Autorità per la vigilanza sui contratti pubblici di lavori , servizi e forniture

Deliberazione n.86 del 29.03.2007

PREC58/07

Oggetto: istanza di parere per la soluzione delle controversie ex articolo 6, comma 7, lettera n) del decreto legislativo n. 163/2006 presentata dalla ITALTEC Ingegneria s.r.l. – avviso di selezione per l’affidamento di incarichi professionali relativi ad interventi vari sulle strade provinciali – n. 6 interventi. S.A.: Provincia di Vercelli.


Il Consiglio


Vista la relazione dell’Ufficio Affari Giuridici


Considerato in fatto


In data 15 febbraio 2007 è pervenuta all’Autorità l’istanza di parere in oggetto con la quale il R.T.P. Italtec Ingegneria s.r.l./ing. Francesco Pisani/ing. Nicola Dinnella/ing. Peppino Marasco/dott.ssa geol. Elisabetta Scicchitano contesta la procedura di affidamento degli incarichi professionali, di importo inferiore a 1000.000 euro, indicati in oggetto.

A parere dell’istante, l’avviso di gara bandito dalla Provincia di Vercelli, stabiliva le modalità di selezione dei contraenti distinguendo tra una fase di ammissibilità delle domande, consistente nella previa verifica dell’esperienza e della capacità professionale sulla base dei curricula presentati dai concorrenti, ed una fase di individuazione degli affidatari, attraverso la valutazione comparativa dei curricula sulla base di criteri predefiniti e specificati nel bando stesso.

Contrariamente a quanto sopra riportato, prosegue l’istante, la Commissione non ha seguito quanto previsto nell’avviso, ma ha operato una confusione tra i criteri di ammissione e i criteri di valutazione, ed ha proceduto ad individuare gli affidatari mediante sorteggio, non previsto nella procedura e comunque senza ricorre a pubblica seduta.


In data 7 marzo 2007 si è tenuta una audizione nel corso della quale la S.A. ha evidenziato che a fronte di un’uguaglianza delle offerte economiche e delle competenze dimostrate dai trenta concorrenti, si è ritenuto dover ricorrere al sorteggio al fine di garantire la massima trasparenza e par condicio.

Inoltre, la S.A. ha rappresentato di non aver effettuato alcuna confusione fra i criteri di selezione, in quanto, solo successivamente alla verifica della documentazione richiesta nell’avviso, si è proceduto all’esame dei curricula, sulla base dei criteri predefiniti.


Ritenuto in diritto


La procedura di selezione in esame è disciplinata dall’articolo 17, comma 12, della legge 109/1994 così come modificato dalla legge n. 65/2005.

Come statuito dall’Autorità con determinazione n. 1/2006, la modifica legislativa introdotta all’articolo 17, comma 12 della legge 109/1994 ad opera della legge n. 65/2005, ha eliminato la possibilità dell’affidamento diretto su base fiduciaria degli incarichi per importo inferiore a 100.000 euro, facendo espresso richiamo all’obbligo da parte delle stazioni appaltanti del rispetto dei principi di non discriminazione, parità di trattamento, proporzionalità e trasparenza.

Essenziale al riguardo, è la circostanza che la richiesta di una presentazione plurima di offerte dà luogo ipso facto ad una procedura concorsuale negoziata, da espletarsi attraverso una procedura competitiva e comparativa.

Come statuito dall’Autorità con deliberazione n. 43/2007, l’avviso di selezione deve riportare i criteri di selezione dei curricula, senza la necessità di un'espressa e puntuale predeterminazione dei pesi ponderali assegnati a ciascun criterio.

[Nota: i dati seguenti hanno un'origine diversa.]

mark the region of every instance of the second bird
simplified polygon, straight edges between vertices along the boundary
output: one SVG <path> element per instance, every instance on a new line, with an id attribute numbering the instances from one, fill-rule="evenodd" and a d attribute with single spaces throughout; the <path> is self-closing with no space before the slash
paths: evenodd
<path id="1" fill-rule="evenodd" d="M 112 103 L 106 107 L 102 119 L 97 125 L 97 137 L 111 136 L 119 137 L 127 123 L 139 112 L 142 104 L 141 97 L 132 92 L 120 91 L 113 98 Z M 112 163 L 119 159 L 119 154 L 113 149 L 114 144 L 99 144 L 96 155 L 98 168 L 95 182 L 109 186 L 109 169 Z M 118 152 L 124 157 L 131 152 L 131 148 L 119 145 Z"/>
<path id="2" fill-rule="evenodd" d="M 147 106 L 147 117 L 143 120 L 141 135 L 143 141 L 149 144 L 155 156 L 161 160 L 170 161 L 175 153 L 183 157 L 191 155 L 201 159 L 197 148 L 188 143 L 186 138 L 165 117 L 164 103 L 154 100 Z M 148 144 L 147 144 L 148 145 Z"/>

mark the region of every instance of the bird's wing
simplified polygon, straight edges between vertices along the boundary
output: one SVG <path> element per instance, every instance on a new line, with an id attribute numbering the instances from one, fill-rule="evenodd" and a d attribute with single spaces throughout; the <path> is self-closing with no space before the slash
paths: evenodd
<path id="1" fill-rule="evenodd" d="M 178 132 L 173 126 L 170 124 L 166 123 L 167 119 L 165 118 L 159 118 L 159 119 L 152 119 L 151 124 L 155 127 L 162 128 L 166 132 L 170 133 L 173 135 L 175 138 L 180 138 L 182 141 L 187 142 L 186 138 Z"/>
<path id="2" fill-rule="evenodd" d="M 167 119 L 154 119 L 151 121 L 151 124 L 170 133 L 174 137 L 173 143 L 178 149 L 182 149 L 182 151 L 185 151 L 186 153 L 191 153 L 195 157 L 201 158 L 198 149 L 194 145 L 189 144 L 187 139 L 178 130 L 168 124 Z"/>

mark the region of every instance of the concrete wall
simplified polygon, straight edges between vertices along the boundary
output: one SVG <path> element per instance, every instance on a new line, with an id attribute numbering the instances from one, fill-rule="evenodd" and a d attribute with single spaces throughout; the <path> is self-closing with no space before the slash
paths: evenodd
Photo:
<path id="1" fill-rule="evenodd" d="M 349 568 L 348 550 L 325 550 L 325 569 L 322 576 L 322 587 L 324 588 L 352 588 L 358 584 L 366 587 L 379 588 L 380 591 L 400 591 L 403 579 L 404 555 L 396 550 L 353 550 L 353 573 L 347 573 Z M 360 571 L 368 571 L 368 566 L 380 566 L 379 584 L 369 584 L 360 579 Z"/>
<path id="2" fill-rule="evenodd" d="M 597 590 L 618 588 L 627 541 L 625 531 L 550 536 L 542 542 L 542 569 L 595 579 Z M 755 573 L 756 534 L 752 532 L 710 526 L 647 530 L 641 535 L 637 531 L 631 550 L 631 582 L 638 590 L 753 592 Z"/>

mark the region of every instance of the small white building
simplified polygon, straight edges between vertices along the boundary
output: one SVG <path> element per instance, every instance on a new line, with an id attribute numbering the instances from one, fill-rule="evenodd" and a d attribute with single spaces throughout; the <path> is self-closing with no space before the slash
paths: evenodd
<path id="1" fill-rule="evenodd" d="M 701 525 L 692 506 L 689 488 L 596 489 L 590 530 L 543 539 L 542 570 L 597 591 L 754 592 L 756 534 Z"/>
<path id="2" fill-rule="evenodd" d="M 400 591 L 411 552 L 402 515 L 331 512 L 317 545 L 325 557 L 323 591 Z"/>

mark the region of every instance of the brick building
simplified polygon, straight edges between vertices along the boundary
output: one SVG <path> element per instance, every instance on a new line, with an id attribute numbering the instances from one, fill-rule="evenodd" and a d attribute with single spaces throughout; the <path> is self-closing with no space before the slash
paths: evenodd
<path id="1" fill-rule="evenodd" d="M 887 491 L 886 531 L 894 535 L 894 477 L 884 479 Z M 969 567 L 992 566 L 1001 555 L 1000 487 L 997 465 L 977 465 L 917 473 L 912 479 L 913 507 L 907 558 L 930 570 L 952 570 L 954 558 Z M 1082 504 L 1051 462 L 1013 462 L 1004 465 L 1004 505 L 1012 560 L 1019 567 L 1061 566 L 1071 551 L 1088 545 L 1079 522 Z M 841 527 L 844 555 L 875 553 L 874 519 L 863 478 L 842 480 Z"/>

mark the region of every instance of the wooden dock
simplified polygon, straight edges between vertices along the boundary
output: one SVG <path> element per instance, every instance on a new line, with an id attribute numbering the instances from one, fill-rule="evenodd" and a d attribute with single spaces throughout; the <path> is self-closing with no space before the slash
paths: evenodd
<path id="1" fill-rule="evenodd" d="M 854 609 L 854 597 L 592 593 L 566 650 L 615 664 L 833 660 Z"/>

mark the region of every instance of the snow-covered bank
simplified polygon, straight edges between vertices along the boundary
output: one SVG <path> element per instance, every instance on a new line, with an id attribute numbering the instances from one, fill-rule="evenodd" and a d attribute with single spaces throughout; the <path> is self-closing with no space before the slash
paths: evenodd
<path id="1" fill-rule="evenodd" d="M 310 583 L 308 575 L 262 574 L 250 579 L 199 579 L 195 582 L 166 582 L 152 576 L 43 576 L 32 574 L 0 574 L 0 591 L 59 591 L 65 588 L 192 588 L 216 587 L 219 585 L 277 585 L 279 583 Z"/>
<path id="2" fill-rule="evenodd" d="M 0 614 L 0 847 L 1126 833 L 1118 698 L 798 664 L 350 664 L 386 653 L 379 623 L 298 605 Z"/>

Ciò significa che, prima di procedere all’apertura della documentazione, la Commissione si deve determinare in relazione al peso da attribuire a ciascun criterio individuato nel bando, tenendo conto che il merito tecnico da esaminare nella fase di valutazione dell’offerta dovrà intendersi non con riferimento ad aspetti quantitativi, bensì con riguardo alle caratteristiche qualitative di progetti in precedenza redatti dai concorrenti.

Nel caso di specie, pur essendo indicati nell’avviso i criteri di selezione, non risulta sia stata effettuata, per ciascun criterio, tale preventiva assegnazione ponderale.

Come si evince dal verbale del 12.9.2006, la Commissione, ritenuti idonei i trenta candidati, tenuto conto che tutti hanno presentato la medesima percentuale di ribasso, ha deciso di effettuare, per ciascun intervento da affidare, il relativo sorteggio.

Tuttavia, la predetta idoneità rilevata dalla Commissione di gara (“viene effettuata una valutazione di ogni singolo curriculum sulla base dei criteri qualitativi predefiniti nell’avviso di selezione” e “risulta per tutti i candidati una adeguata esperienza e capacità professionale”) è stata effettuata in termini assoluti e non in relazione ai curricula fra loro, senza quindi porre in essere una procedura comparativa e competitiva che, sulla base delle diverse esperienze maturate ovvero delle professionalità rilevate, avrebbe potuto, con la relativa attribuzione di punteggi, individuare una rosa di candidati ritenuti “più idonei” degli altri all’espletamento degli incarichi di progettazione.

Solo una volta individuati detti professionisti, a parità di offerte economiche, si sarebbe potuto procedere al sorteggio, da effettuarsi, a garanzia del principio di trasparenza, in successiva seduta pubblica.

Pur condividendosi le osservazioni effettuate dalla S.A. in merito alla non applicabilità, al caso di specie, delle disposizioni di cui all’articolo 77 del R.D. n. 827/1924, in quanto non si sarebbe potuto procedere a gara di miglioria, dato il vincolo dell’allora vigente inderogabilità dei minimi tariffari, è di tutta evidenza che la pubblicità della seduta esclude in ogni caso che l’amministrazione possa in qualche modo effettuare, al di fuori di parametri obiettivi, la scelta del contraente, tanto più in assenza di alcuna indicazione al riguardo nell’avviso di selezione.

Caratteristica del sorteggio è infatti la coniugazione fra le esigenze di imparzialità, legalità, buon andamento ed economicità dell’azione amministrativa, con le garanzie di trasparenza e rispetto della par condicio.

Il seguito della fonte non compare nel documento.